I was never good at spatial reasoning, and when walking, I tend to back away from approaching people so instinctively I bump into things behind me, and things like that. Combine this with holding my first and then second jobs, only to do the math and realize that I would need a whole extra job to support things like:
- The purchase of a car
- Car insurance (especially if I ever had any accidents)
- Car maintenance
- Gas
And I thusly learned how to get around with a lot of walking, and to tangle with bus systems and taxis for longish journeys (and trains and the grayhound bus for longer ones). I had some initial assistance leaving where I grew up (a small town in Texas, where such transit systems didn't exist) via someone who drove and helped me move to Washington (an airplane was also involved).
But since around age 20, I haven't lived with anybody that could drive, and I never learned to either. Since that time (I'm 28 now), I held four different jobs, once traveled from Bremerton, WA, to Portland, OR on my own via ferry and train, moved to New York (which was regretable, but not for transportation-related reasons), and have generally gotten around without having a car, nor depending on anyone else who did.
I suppose that's a little off-topic, but, I guess it's a useful example of how cars are not always required, depending on where it is you live. (As mentioned, escaping that particular small town in Texas wouldn't have worked so well otherwise). I don't have an actual opinion on the enjoyment of driving though, except that it seems really scary to me and I'm pretty sure I'd mess it up somehow. Messing up in a car is a lot more likely to get somebody seriously injured than by walking around, so I think I prefer not driving, even aside from the practical reasons.
That said, I can certainly understand the appeal, and enjoy fictional take-offs on it such as videogames or stories with characters who drive cars. Nephrite looks pretty cool in his Ferrari, for example. I also think certain cars look very cool, especially Deloreans (yes it's partly because of Back to the Future, but I also like plain, real Deloreans, not just the time machine version. I always wanted to see an old-style Cylon Centurion step out of one, wielding Darth Vader's lightsaber...).

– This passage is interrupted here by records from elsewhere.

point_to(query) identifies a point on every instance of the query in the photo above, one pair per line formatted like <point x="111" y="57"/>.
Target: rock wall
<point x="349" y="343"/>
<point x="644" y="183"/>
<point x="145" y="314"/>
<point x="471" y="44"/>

Riding in a car can be a little fun, but I prefer not to do it too often as I fear the possibility of car crashes (though this is still a factor when walking near cars, and I find myself plotting how best to get out of the way in case somebody suddenly veers off the road at me). I absolutely hate thicky-packed fast freeways, and overpass bridges, and have had weird nightmares about dying in a car going off the side of a bridge. So flat, empty country roads, or very slow low-traffic residential roads, are vastly preferable experiences.
Edited by Mitsukara, 14 October 2017 - 02:43 PM.